Sunday, March 20, 2011

A Manner Primer


Just yesterday I was in a high end grocery store buying food for dinner with my husband after running a quick fabric store related errand. My temper was not at its best because my blood sugar was running low (I’m not diabetic, I have anxiety). I was trying my best to stay pleasant since I knew my bad mood had nothing to do with anyone but myself. As we got to the line my husband bought to bulk of our groceries and when the checkout guy asked if we wanted paper or plastic, I said neither and took out my reusable bag. He exchanged words with my husband and ended the transaction. I wanted to buy my macarons and cheddar popcorn separately because it was my treat and I didn’t want hubby to have to buy it. Rather than say hello or talk to me in any way, he looks over my head and begins talking with the man behind me about beer and other such things. I was a little bothered by it, but rather than get up in arms about this show of bad manners I kept it to myself and continued. After he rang up my stuff, rather than ask if I’d like my items with my husband’s items, he put them in a new plastic bag. I asked, “Can you put them in with our other stuff?” He said, “There isn’t enough room!” I was shocked! I paid and rather than saying thank you or anything, any words at all, he threw my bag to the end of the lane and shoved my receipt to me. I was appalled. Rather than cause a scene, I took my items, saved me receipt and left. I vented to my husband on the ride home and decided I’d call to complain. This morning I called his manager and did just that. Treating someone that way, especially while on the job and ESPECIALLY when the customer didn’t do anything to you is unacceptable. This is a preface to the following article.

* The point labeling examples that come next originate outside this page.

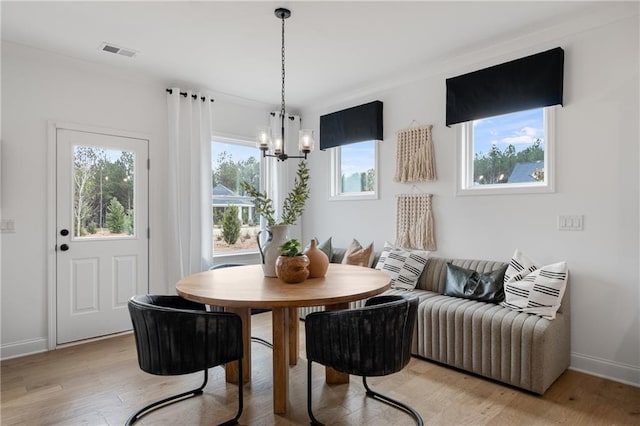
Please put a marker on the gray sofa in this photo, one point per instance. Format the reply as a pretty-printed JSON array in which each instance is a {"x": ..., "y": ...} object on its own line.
[{"x": 523, "y": 350}]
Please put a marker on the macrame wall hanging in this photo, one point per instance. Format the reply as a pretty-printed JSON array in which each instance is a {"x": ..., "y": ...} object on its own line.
[
  {"x": 414, "y": 224},
  {"x": 414, "y": 161}
]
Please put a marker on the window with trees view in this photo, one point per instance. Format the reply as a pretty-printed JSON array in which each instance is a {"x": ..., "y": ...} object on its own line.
[
  {"x": 507, "y": 153},
  {"x": 235, "y": 224},
  {"x": 354, "y": 171},
  {"x": 103, "y": 197}
]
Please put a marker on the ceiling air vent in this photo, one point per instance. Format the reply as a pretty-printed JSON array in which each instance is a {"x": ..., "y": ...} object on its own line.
[{"x": 112, "y": 48}]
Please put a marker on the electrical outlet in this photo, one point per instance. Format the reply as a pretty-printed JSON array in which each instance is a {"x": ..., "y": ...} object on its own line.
[{"x": 571, "y": 223}]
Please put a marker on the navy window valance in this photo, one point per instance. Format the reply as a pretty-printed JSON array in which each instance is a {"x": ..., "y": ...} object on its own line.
[
  {"x": 357, "y": 124},
  {"x": 531, "y": 82}
]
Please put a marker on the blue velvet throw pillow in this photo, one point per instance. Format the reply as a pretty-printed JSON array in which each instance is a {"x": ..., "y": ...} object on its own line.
[{"x": 470, "y": 284}]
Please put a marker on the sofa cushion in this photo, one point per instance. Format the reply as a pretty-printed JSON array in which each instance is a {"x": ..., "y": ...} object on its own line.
[
  {"x": 471, "y": 284},
  {"x": 326, "y": 247},
  {"x": 532, "y": 289},
  {"x": 404, "y": 266}
]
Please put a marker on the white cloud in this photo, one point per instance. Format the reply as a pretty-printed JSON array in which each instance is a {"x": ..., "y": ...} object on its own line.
[{"x": 526, "y": 135}]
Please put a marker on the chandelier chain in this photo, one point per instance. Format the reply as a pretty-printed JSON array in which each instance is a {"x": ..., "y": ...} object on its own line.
[{"x": 282, "y": 105}]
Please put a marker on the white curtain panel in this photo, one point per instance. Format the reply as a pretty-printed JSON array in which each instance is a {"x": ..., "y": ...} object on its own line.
[
  {"x": 277, "y": 174},
  {"x": 189, "y": 191}
]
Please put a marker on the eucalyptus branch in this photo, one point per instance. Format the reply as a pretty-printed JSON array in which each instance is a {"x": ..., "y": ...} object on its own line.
[{"x": 293, "y": 205}]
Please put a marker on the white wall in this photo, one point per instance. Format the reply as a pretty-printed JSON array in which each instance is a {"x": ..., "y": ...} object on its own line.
[
  {"x": 597, "y": 176},
  {"x": 38, "y": 87}
]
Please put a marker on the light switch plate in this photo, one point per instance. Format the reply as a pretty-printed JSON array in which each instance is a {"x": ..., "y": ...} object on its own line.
[
  {"x": 7, "y": 225},
  {"x": 570, "y": 222}
]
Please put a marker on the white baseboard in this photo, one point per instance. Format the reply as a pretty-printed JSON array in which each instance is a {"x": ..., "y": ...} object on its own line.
[
  {"x": 23, "y": 348},
  {"x": 619, "y": 372}
]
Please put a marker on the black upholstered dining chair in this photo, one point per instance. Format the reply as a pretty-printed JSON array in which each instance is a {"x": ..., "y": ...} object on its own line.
[
  {"x": 175, "y": 336},
  {"x": 371, "y": 341}
]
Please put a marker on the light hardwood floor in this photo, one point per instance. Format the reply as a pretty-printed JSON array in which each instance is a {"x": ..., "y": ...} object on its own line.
[{"x": 99, "y": 383}]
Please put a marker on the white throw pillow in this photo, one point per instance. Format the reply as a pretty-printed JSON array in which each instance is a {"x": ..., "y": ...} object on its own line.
[
  {"x": 358, "y": 255},
  {"x": 404, "y": 266},
  {"x": 534, "y": 290}
]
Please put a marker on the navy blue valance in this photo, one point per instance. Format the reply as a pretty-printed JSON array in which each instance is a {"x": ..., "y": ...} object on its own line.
[
  {"x": 357, "y": 124},
  {"x": 531, "y": 82}
]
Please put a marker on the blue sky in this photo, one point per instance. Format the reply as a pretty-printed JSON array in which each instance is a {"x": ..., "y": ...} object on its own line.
[
  {"x": 520, "y": 129},
  {"x": 357, "y": 157}
]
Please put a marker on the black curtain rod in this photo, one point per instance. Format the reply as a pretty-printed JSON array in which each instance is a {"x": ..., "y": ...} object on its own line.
[{"x": 170, "y": 91}]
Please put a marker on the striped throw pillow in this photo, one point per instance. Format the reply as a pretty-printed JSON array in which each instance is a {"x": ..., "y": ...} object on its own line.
[
  {"x": 404, "y": 266},
  {"x": 534, "y": 290}
]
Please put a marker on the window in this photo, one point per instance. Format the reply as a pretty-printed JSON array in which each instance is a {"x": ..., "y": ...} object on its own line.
[
  {"x": 354, "y": 171},
  {"x": 510, "y": 153},
  {"x": 235, "y": 224},
  {"x": 103, "y": 192}
]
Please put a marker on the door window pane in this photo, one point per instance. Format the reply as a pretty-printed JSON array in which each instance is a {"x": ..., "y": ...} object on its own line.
[{"x": 103, "y": 192}]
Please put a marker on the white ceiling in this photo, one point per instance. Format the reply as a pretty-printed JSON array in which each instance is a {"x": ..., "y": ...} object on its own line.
[{"x": 234, "y": 47}]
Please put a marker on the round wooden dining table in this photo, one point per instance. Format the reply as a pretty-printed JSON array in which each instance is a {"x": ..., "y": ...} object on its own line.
[{"x": 241, "y": 288}]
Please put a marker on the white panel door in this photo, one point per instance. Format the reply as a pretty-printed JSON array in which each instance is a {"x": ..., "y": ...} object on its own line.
[{"x": 102, "y": 231}]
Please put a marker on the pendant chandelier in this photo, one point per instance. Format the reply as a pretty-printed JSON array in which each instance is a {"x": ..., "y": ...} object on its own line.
[{"x": 275, "y": 146}]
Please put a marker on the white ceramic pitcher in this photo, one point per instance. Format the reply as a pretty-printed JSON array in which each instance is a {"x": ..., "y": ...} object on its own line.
[{"x": 269, "y": 251}]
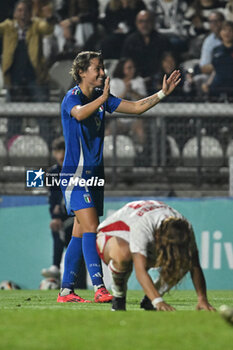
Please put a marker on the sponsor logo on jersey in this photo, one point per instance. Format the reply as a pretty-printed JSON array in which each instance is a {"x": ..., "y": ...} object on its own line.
[
  {"x": 87, "y": 198},
  {"x": 35, "y": 178},
  {"x": 75, "y": 91}
]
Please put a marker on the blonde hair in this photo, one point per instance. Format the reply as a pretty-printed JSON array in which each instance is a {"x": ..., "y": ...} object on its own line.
[
  {"x": 115, "y": 5},
  {"x": 174, "y": 248}
]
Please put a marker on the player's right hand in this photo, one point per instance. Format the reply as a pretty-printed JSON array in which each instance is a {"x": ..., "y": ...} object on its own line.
[
  {"x": 106, "y": 90},
  {"x": 164, "y": 307}
]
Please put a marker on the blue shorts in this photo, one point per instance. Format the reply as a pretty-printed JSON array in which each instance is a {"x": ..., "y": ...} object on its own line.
[{"x": 81, "y": 198}]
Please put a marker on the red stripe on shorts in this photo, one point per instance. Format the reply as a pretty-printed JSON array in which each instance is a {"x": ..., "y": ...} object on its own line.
[{"x": 115, "y": 226}]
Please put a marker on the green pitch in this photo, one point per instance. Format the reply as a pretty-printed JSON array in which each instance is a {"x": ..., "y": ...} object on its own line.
[{"x": 33, "y": 320}]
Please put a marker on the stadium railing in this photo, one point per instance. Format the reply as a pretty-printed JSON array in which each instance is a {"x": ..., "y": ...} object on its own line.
[{"x": 186, "y": 146}]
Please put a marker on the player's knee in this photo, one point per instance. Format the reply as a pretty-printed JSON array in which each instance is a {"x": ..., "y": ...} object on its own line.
[{"x": 123, "y": 256}]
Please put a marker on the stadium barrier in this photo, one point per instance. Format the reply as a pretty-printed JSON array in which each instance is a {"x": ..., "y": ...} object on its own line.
[{"x": 182, "y": 146}]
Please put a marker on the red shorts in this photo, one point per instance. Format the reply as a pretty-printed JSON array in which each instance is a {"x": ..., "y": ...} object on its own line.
[{"x": 101, "y": 241}]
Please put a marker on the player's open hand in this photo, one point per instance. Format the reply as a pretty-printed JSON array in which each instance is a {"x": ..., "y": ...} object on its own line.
[
  {"x": 164, "y": 307},
  {"x": 204, "y": 305},
  {"x": 170, "y": 84},
  {"x": 106, "y": 90}
]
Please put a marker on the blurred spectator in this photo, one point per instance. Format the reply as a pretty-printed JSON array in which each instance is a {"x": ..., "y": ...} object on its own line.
[
  {"x": 120, "y": 15},
  {"x": 220, "y": 84},
  {"x": 229, "y": 10},
  {"x": 168, "y": 65},
  {"x": 170, "y": 20},
  {"x": 198, "y": 15},
  {"x": 61, "y": 224},
  {"x": 77, "y": 24},
  {"x": 145, "y": 46},
  {"x": 24, "y": 71},
  {"x": 119, "y": 20},
  {"x": 79, "y": 17},
  {"x": 213, "y": 40},
  {"x": 6, "y": 9},
  {"x": 127, "y": 84},
  {"x": 38, "y": 7}
]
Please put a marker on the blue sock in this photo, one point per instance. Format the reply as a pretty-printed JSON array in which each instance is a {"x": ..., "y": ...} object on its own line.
[
  {"x": 72, "y": 263},
  {"x": 92, "y": 259}
]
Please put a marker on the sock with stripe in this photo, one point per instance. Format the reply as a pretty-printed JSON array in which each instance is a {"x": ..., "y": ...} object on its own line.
[
  {"x": 119, "y": 280},
  {"x": 92, "y": 259},
  {"x": 72, "y": 263}
]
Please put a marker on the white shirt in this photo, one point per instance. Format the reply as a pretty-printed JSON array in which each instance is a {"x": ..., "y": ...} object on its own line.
[
  {"x": 136, "y": 223},
  {"x": 208, "y": 46}
]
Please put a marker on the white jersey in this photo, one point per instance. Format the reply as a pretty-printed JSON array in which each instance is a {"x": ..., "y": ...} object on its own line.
[{"x": 136, "y": 223}]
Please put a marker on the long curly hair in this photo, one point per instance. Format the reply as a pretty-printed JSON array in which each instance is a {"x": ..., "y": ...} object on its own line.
[{"x": 174, "y": 248}]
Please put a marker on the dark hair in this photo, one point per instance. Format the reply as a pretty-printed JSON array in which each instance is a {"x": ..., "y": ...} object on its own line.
[
  {"x": 174, "y": 249},
  {"x": 227, "y": 24},
  {"x": 82, "y": 62},
  {"x": 220, "y": 15},
  {"x": 58, "y": 144},
  {"x": 119, "y": 70},
  {"x": 26, "y": 2}
]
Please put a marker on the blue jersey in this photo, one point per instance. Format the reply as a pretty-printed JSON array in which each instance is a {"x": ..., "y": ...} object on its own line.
[
  {"x": 84, "y": 139},
  {"x": 84, "y": 150}
]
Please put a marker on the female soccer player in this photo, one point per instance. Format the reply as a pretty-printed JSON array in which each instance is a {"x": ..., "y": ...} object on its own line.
[
  {"x": 150, "y": 234},
  {"x": 83, "y": 109}
]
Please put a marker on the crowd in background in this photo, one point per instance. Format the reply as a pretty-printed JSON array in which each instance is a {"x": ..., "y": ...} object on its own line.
[{"x": 153, "y": 36}]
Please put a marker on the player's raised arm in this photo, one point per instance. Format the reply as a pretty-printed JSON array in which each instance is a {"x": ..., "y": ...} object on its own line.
[
  {"x": 141, "y": 106},
  {"x": 147, "y": 284},
  {"x": 82, "y": 112}
]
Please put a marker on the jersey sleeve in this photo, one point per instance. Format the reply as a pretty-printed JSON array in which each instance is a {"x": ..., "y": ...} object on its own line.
[
  {"x": 71, "y": 101},
  {"x": 112, "y": 103}
]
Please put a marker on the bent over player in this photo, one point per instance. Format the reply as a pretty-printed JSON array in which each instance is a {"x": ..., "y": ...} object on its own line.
[
  {"x": 83, "y": 118},
  {"x": 150, "y": 234}
]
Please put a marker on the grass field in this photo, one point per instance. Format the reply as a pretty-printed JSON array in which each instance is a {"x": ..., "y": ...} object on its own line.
[{"x": 33, "y": 320}]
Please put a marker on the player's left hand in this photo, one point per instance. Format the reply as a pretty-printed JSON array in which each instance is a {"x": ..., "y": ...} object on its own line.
[
  {"x": 204, "y": 305},
  {"x": 170, "y": 84}
]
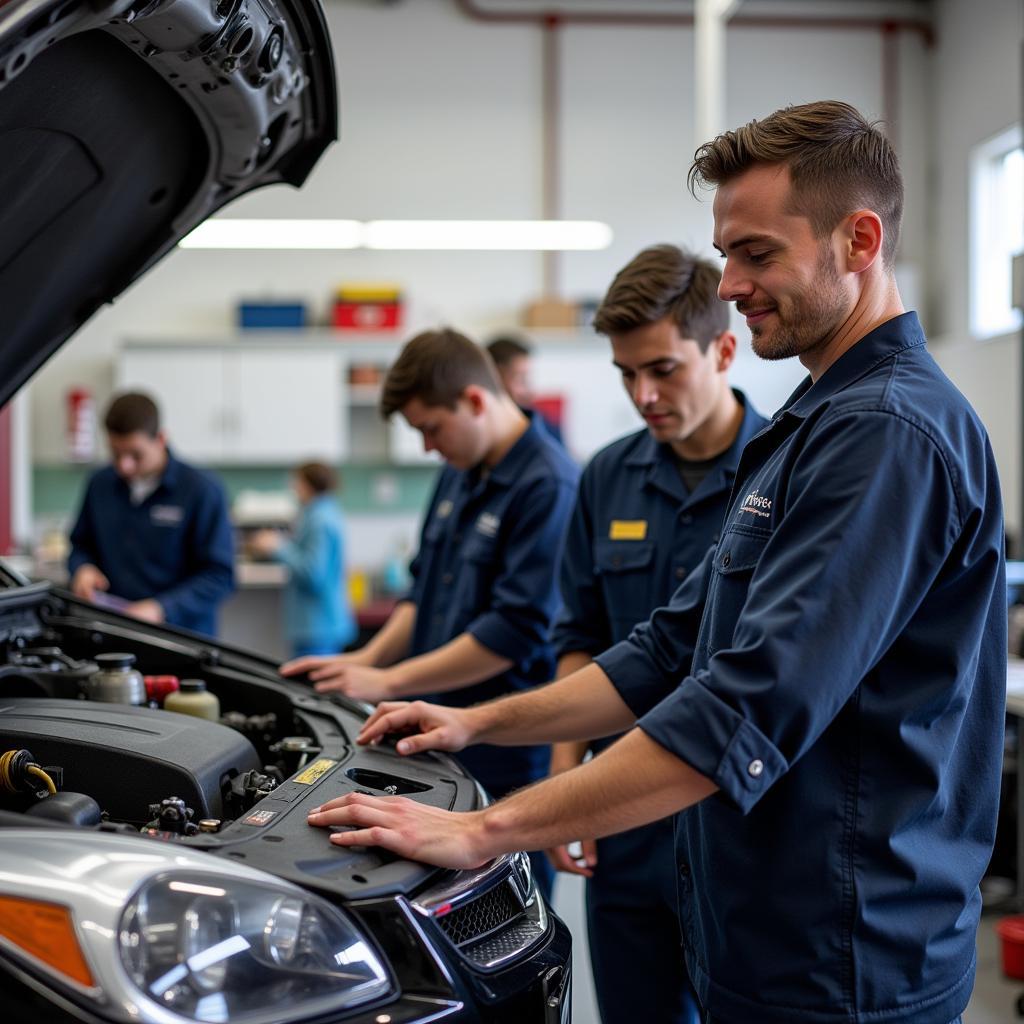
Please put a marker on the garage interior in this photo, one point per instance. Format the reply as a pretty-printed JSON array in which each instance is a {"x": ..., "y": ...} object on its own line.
[{"x": 582, "y": 111}]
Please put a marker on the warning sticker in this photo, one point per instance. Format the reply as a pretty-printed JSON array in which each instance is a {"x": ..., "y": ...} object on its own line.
[
  {"x": 258, "y": 818},
  {"x": 315, "y": 771}
]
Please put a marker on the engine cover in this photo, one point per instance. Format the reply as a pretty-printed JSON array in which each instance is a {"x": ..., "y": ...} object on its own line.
[{"x": 128, "y": 758}]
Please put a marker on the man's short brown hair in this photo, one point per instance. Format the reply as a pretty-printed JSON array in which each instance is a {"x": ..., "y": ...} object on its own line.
[
  {"x": 320, "y": 477},
  {"x": 436, "y": 367},
  {"x": 130, "y": 413},
  {"x": 665, "y": 281},
  {"x": 838, "y": 162}
]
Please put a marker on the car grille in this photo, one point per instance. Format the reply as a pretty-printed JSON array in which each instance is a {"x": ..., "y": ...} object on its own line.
[{"x": 482, "y": 915}]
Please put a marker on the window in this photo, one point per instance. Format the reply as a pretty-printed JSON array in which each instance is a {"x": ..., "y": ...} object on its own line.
[{"x": 996, "y": 231}]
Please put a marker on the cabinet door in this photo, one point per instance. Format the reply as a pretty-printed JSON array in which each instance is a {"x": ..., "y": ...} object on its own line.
[
  {"x": 287, "y": 406},
  {"x": 188, "y": 386}
]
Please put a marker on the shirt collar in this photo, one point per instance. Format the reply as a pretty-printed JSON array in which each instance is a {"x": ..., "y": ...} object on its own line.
[{"x": 896, "y": 335}]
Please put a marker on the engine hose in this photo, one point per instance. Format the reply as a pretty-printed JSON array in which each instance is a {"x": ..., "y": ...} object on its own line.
[{"x": 15, "y": 767}]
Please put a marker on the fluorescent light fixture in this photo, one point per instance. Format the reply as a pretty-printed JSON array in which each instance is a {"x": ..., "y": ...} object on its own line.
[
  {"x": 479, "y": 235},
  {"x": 229, "y": 232}
]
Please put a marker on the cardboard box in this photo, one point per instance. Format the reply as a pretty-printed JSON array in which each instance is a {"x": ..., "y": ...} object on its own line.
[{"x": 550, "y": 312}]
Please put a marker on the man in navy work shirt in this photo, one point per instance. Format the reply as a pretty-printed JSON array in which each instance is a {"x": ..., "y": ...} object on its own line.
[
  {"x": 649, "y": 507},
  {"x": 833, "y": 723},
  {"x": 476, "y": 623},
  {"x": 152, "y": 531}
]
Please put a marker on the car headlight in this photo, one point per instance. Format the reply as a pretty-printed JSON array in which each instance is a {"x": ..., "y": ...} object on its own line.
[{"x": 172, "y": 935}]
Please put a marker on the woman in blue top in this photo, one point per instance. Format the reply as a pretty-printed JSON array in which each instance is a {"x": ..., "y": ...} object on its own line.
[{"x": 317, "y": 619}]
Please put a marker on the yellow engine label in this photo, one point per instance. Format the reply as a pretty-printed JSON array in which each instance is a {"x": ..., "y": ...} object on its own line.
[
  {"x": 628, "y": 529},
  {"x": 315, "y": 771}
]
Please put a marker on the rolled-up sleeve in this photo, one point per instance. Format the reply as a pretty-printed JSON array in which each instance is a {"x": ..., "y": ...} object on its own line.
[
  {"x": 524, "y": 597},
  {"x": 869, "y": 522}
]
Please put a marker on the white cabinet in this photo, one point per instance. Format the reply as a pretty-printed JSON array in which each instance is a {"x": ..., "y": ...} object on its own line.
[{"x": 244, "y": 402}]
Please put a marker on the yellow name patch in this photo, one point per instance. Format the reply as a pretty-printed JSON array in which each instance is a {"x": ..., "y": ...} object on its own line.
[
  {"x": 628, "y": 529},
  {"x": 316, "y": 770}
]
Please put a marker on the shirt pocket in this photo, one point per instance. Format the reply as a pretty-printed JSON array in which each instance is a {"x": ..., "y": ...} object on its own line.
[
  {"x": 625, "y": 570},
  {"x": 473, "y": 580},
  {"x": 736, "y": 558}
]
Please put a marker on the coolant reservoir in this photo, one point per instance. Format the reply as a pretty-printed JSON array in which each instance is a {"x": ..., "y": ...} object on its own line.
[
  {"x": 117, "y": 681},
  {"x": 194, "y": 698}
]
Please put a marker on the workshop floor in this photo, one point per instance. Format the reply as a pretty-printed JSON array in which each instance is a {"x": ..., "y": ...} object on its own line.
[{"x": 993, "y": 1001}]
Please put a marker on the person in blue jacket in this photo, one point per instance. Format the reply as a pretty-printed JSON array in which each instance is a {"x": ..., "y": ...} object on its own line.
[
  {"x": 317, "y": 617},
  {"x": 649, "y": 507},
  {"x": 829, "y": 727},
  {"x": 477, "y": 620},
  {"x": 513, "y": 355},
  {"x": 153, "y": 537}
]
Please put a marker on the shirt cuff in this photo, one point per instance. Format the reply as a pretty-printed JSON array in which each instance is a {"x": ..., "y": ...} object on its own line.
[
  {"x": 639, "y": 682},
  {"x": 714, "y": 739}
]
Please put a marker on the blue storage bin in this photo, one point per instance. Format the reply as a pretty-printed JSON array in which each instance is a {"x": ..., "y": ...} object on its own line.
[{"x": 272, "y": 314}]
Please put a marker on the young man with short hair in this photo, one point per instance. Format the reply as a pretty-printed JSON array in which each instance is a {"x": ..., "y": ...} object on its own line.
[
  {"x": 649, "y": 507},
  {"x": 476, "y": 623},
  {"x": 832, "y": 724},
  {"x": 153, "y": 530}
]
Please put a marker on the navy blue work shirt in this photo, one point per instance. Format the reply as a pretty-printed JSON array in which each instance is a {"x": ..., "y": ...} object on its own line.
[
  {"x": 487, "y": 566},
  {"x": 175, "y": 547},
  {"x": 847, "y": 695},
  {"x": 636, "y": 534}
]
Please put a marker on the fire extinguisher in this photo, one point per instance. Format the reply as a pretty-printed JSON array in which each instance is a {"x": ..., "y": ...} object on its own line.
[{"x": 81, "y": 425}]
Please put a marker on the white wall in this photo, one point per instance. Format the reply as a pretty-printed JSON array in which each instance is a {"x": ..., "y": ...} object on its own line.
[
  {"x": 440, "y": 118},
  {"x": 976, "y": 78}
]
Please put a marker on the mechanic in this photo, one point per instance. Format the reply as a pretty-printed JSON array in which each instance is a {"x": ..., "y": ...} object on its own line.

Manners are not a thing that are required to get through life. You could spend your time being the meanest, angriest person., but why? It’s so much easier to just be kind to people. One of the tenets of Luxette is to have proper manners for each situation.

1.) If you expect your children to respect adults, they also deserve respect.

So often do I see children disrespected in public. Would you want to be treated this way by a peer? While you are the adult and the parent, that doesn’t mean you can’t treat your and other’s children like people. People who are taught manners throughout their childhood are more likely to use them in their adult life.

2.) If someone is coming, hold the door for them.


Especially the elderly. It will take you seconds of your day to hold the door open for someone and it might just make theirs.

3.) Say excuse me when you’re walking by someone.

It takes less effort to excuse yourself then it does to crab-walk by or shove someone. My parents taught me to say “excuse me” without fail. It astounds me how many people do not say it in my experiences. Oddly, the people with the best manners in this department tend to be subculture young adults.

4.) Say thank you when anyone does anything for you.

Even if the gift you receive isn’t something you needed or wanted, say thank you first. I can’t count how many times I’ve given a gift and had someone say something like, “Oh, this won’t work,” and then leave it at that instead of, “Thank you! I hope this one works!” If it doesn’t, it’s okay to tell the giver how thoughtful it was but that it just won’t work and is there a place you can exchange it. It amazes me how ungrateful and entitled people can be .

5.) There is a time and a place for swearing.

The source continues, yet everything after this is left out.